Leurs hôpitaux offrent généralement des services dans des régions différentes, à l’exception de Moncton, où chaque organisation gère son propre hôpital.
Le juriste Michel Doucet, expert en questions linguistiques, affirme que la vision d’une régie de santé francophone remonte à la corporation hospitalière Beauséjour, à Moncton, dans les années 1970.
Cette idée a notamment survécu à la réforme des corporations hospitalières par le gouvernement de Bernard Lord en 2002, puis à la fusion de ces régies pour créer Vitalité et Horizon en 2008, sous la gouverne de Shawn Graham.
Me Doucet croit que le gouvernement se lancerait dans une bataille juridique «longue, coûteuse et inutile» s’il décidait de fusionner les régies.
Il explique que le droit des communautés linguistiques à leurs institutions de santé distinctes est protégé à la fois dans la Loi provinciale reconnaissant l’égalité des deux communautés linguistiques, ainsi qu’à l’article 16.1 de la Charte canadienne des droits et libertés.
Le fait d’avoir des réseaux de santé distincts permet aux deux communautés linguistiques de recevoir des services et de travailler dans leur langue, mais il leur permet aussi de conserver une certaine gouvernance dans ce domaine.
«C’est une question de maintenir une souveraineté, de pouvoir développer la santé selon les besoins essentiels de la communauté francophone. Si on n’avait pas eu la corporation hospitalière Beauséjour et si on n’avait pas Vitalité, on aurait de la difficulté à maintenir un réseau de formation de médecins et de spécialistes en santé francophones au N.-B.»
Changement de couleurs, mais pas de principes
La députée verte de Memramcook-Tantramar, Megan Mitton, n’était pas surprise de la suggestion de Kris Austin.
«Même s’ils ont changé de couleur, c’est évident qu’ils n’ont pas changé leurs principes.»
Elle estime que le gouvernement doit cesser de centraliser la prise de décisions en matière de santé, ce qui se fait au détriment des communautés, selon elle.

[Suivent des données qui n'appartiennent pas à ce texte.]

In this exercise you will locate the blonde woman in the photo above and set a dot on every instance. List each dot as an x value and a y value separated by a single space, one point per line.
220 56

«C’est un enjeu de langue, mais (il faut) aussi arrêter d’enlever la prise de décision de nos communautés. Il faut faire l’inverse, et amener le pouvoir plus proche de nos communautés.»
Selon Roger Melanson, chef du Parti libéral, il serait «problématique» que le premier ministre veuille discuter de cette idée de M. Austin.
«Au parti libéral, nous avons dit clairement que les deux régies de santé doivent demeurer.»